Tengo un buen trabajo. Buen sueldo, puesto garantizado, no implica gran esfuerzo físico ni un horario excesivo. El problema, no hay nada perfecto, es que me aburre. Mucho.
Tanto me aburre, que en cuanto esta mujer empieza a hablar tengo que recurrir a todo mi entrenamiento, que no es poco, para mantener incólumes los músculos faciales y no dar un respingo. Lo más sorprendente del caso es que de su boca no sale el revoltijo habitual de lugares comunes y medias verdades. Dice cosas distintas, ciertas y enteras. Empieza lamentando, con naturalidad, que no se hayan atendido sus peticiones de fijar la comparecencia a una hora menos tardía, ya que no vive en Madrid y eso la obligará a pernoctar, es decir, a tener más gastos. Y mientras lo dice mira a los parlamentarios para que entiendan el trasfondo: "Para mí el coste del hotel no es irrelevante, como para vosotros, o como para la gente a la que soléis traer aquí; verbigracia, el representante de la banca que me ha precedido. A vosotros os lo paga el contribuyente, los otros disponen de bolsillos bien profundos.
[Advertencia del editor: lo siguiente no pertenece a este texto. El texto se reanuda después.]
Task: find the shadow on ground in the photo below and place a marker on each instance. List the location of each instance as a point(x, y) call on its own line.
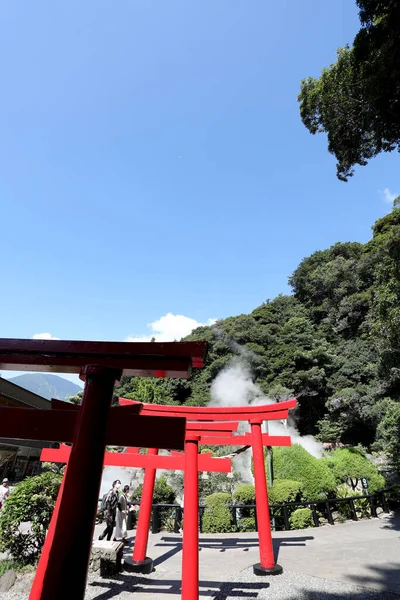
point(224, 544)
point(154, 587)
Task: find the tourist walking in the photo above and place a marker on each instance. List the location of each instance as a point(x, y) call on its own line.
point(122, 514)
point(4, 491)
point(110, 511)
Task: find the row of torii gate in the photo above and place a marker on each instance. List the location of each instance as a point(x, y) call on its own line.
point(63, 565)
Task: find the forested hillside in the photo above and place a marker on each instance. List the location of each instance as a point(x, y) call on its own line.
point(334, 344)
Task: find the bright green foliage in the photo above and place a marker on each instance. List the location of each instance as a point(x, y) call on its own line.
point(355, 100)
point(334, 344)
point(301, 518)
point(163, 492)
point(284, 490)
point(349, 465)
point(217, 517)
point(31, 501)
point(314, 475)
point(245, 494)
point(247, 524)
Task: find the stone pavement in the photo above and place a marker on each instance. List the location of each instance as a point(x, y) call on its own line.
point(363, 553)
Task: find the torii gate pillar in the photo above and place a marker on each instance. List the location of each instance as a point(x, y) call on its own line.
point(72, 543)
point(267, 565)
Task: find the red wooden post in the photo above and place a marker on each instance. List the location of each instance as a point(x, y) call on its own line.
point(37, 585)
point(140, 562)
point(67, 565)
point(267, 565)
point(190, 551)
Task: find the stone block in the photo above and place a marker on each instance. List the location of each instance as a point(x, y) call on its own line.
point(106, 558)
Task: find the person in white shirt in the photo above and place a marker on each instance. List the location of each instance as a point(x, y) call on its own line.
point(4, 491)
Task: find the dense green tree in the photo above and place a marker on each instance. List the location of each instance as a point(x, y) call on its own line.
point(356, 100)
point(349, 465)
point(333, 344)
point(314, 476)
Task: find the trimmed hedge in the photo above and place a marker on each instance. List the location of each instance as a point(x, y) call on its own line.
point(217, 516)
point(284, 490)
point(32, 501)
point(301, 518)
point(349, 465)
point(163, 492)
point(296, 464)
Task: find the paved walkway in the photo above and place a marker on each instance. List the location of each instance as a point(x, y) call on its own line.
point(329, 561)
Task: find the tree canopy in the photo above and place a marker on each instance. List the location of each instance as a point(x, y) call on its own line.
point(356, 100)
point(334, 344)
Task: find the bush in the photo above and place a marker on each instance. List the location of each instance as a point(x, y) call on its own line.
point(247, 524)
point(163, 493)
point(349, 465)
point(361, 505)
point(301, 518)
point(31, 501)
point(284, 490)
point(296, 464)
point(245, 494)
point(217, 517)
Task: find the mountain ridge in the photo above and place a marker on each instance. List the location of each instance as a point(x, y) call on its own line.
point(47, 385)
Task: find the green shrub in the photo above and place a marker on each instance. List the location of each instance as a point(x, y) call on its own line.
point(245, 494)
point(163, 492)
point(296, 464)
point(31, 501)
point(284, 490)
point(247, 524)
point(301, 518)
point(361, 505)
point(349, 465)
point(217, 517)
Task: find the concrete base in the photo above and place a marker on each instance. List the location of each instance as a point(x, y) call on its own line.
point(106, 558)
point(264, 571)
point(145, 567)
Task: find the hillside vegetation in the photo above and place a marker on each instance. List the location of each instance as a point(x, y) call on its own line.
point(334, 344)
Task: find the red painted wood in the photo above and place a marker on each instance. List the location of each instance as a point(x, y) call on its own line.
point(131, 409)
point(190, 550)
point(73, 533)
point(37, 586)
point(267, 412)
point(219, 413)
point(121, 429)
point(175, 359)
point(209, 426)
point(175, 462)
point(245, 440)
point(260, 482)
point(146, 502)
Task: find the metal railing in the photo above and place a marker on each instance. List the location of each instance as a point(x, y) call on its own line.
point(170, 516)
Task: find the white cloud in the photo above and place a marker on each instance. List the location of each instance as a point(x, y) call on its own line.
point(44, 336)
point(170, 328)
point(389, 196)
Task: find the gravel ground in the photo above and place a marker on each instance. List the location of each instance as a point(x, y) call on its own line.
point(295, 586)
point(244, 585)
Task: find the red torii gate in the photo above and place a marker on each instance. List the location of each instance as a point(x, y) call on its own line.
point(255, 416)
point(151, 462)
point(62, 572)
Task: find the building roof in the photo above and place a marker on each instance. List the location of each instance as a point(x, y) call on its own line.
point(14, 395)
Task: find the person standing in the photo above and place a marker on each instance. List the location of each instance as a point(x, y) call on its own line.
point(122, 513)
point(110, 512)
point(4, 491)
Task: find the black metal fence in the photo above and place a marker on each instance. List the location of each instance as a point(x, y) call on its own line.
point(330, 511)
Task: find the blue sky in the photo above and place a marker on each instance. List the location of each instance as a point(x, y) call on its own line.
point(153, 161)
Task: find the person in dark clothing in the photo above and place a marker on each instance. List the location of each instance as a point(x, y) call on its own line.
point(111, 510)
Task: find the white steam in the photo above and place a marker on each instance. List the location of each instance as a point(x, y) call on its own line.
point(234, 386)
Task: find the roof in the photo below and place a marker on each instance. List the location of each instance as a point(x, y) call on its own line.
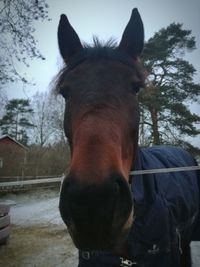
point(12, 139)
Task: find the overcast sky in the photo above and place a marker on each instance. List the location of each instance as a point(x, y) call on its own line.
point(104, 18)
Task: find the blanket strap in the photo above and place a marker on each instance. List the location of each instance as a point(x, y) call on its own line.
point(165, 170)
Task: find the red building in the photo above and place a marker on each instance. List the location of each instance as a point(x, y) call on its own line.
point(12, 156)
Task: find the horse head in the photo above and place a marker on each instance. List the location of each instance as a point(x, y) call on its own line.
point(100, 85)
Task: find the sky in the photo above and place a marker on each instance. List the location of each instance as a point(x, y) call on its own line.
point(104, 18)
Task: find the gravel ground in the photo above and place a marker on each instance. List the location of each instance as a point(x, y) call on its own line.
point(38, 236)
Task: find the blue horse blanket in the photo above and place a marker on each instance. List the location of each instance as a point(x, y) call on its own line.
point(166, 212)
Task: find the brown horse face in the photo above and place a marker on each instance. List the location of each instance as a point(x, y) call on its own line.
point(101, 123)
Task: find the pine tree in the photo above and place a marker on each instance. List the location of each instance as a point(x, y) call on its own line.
point(16, 122)
point(166, 116)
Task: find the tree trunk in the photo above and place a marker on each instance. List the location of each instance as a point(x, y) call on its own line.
point(155, 132)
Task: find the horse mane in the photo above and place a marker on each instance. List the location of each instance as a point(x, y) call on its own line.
point(95, 52)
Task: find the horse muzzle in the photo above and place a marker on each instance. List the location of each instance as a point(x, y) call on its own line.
point(97, 214)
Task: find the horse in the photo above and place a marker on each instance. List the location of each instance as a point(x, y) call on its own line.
point(114, 218)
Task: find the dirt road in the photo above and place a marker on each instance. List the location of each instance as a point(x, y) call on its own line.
point(38, 236)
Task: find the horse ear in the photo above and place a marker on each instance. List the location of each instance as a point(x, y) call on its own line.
point(133, 37)
point(68, 40)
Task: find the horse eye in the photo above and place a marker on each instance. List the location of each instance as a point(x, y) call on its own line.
point(64, 92)
point(135, 88)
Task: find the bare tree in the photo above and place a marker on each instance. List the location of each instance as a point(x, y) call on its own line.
point(48, 119)
point(17, 42)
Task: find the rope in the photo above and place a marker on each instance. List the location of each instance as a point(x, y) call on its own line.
point(165, 170)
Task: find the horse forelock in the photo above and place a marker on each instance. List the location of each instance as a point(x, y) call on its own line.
point(99, 52)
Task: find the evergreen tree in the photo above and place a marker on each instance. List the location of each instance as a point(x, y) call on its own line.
point(170, 88)
point(16, 122)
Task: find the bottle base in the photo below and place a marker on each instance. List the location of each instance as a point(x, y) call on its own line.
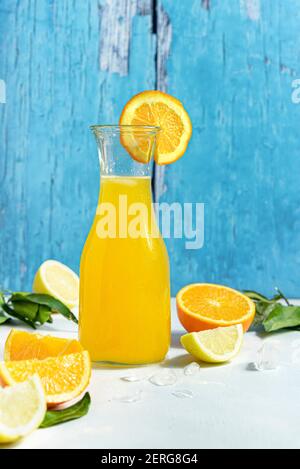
point(115, 364)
Yo sólo tengo el mío, que no lo es, y el de una plataforma ciudadana que tampoco puede tirar cohetes".
Simpatizo con ella al instante por ese acto de franqueza, tan infrecuente en un país donde gusta tanto el dinero que se ha extendido un peculiar pudor a la hora de reconocer su falta. También me gusta su nombre: Ada. Me recuerda a mi admirado Nabokov, y su Ada o el ardor. Sí, no se extrañen, los ujieres podemos ser personas leídas. Aprobamos una oposición dura, y luego son muchas horas escuchando naderías: ayuda mucho tener un arsenal de lecturas para reflexionar sobre ellas, incluso rememorar pasajes, mientras uno soporta discursos plúmbeos.
Pero cuando ya me gana por completo es en el momento en que reconoce que ha estado a punto de lanzarle un zapato al compareciente que la ha precedido, y que ha venido a exponer las bondades del sistema que arroja a la calle, tras entramparlas de por vida, a las personas a las que esta mujer representa. No lo ha hecho, explica, por el solo motivo de que eso le habría impedido hablar a continuación. Y de pronto me la imagino, poniéndose en pie y cercenando de un zapatazo el blablablá inerte y acartonado del portavoz bancario. Habría sido el acontecimiento más sensacional registrado en esta casa desde la entrada de aquel tipo con tricornio, bigote y pistola, de infausta memoria. Yo, que por edad no llegué a vivir aquello, habría tenido por fin alguna aventura memorable que contarles a mis nietos.
Lo confieso: desde ese instante tiene toda mi atención. Y me rinde a sus pies cuando llega al meollo de su discurso y, con un verbo contagiado de la claridad de las ideas que lo sustentan, razona que lo que aquí ha habido es una estafa colectiva, la generación de un espejismo en multitud de personas desprevenidas, que creyeron de buena fe lo que gente más avisada les dijo. De un lado, quienes según ellos mismos sabían de finanzas, y bajo cuyas argumentaciones tóxicas se emboscó un enjambre de jugadores de ventaja listos para pillar el dinero y echar a correr. De otro, los mismísimos poderes públicos, desde el último alcalde, enfebrecido por recalificar todo lo recalificable para recaudar impuestos sobre las obras y financiar sus quimeras municipales (o su plan de pensiones, en el peor de los casos), hasta toda la ristra de ministros de Hacienda que empujaron a la ciudadanía a comprarse casas con la desgravación en el impuesto sobre la renta. Todos, cual aciagos flautistas de Hamelin, atrajeron a la pobre gente a la fosa del ladrillo. Y ahora, cuando la gente está ahí abajo atrapada, van y les echan paletadas encima.
La veo irse y sueño con que un día, antes de que me jubile, voces como la suya sean aquí la regla y no la excepción.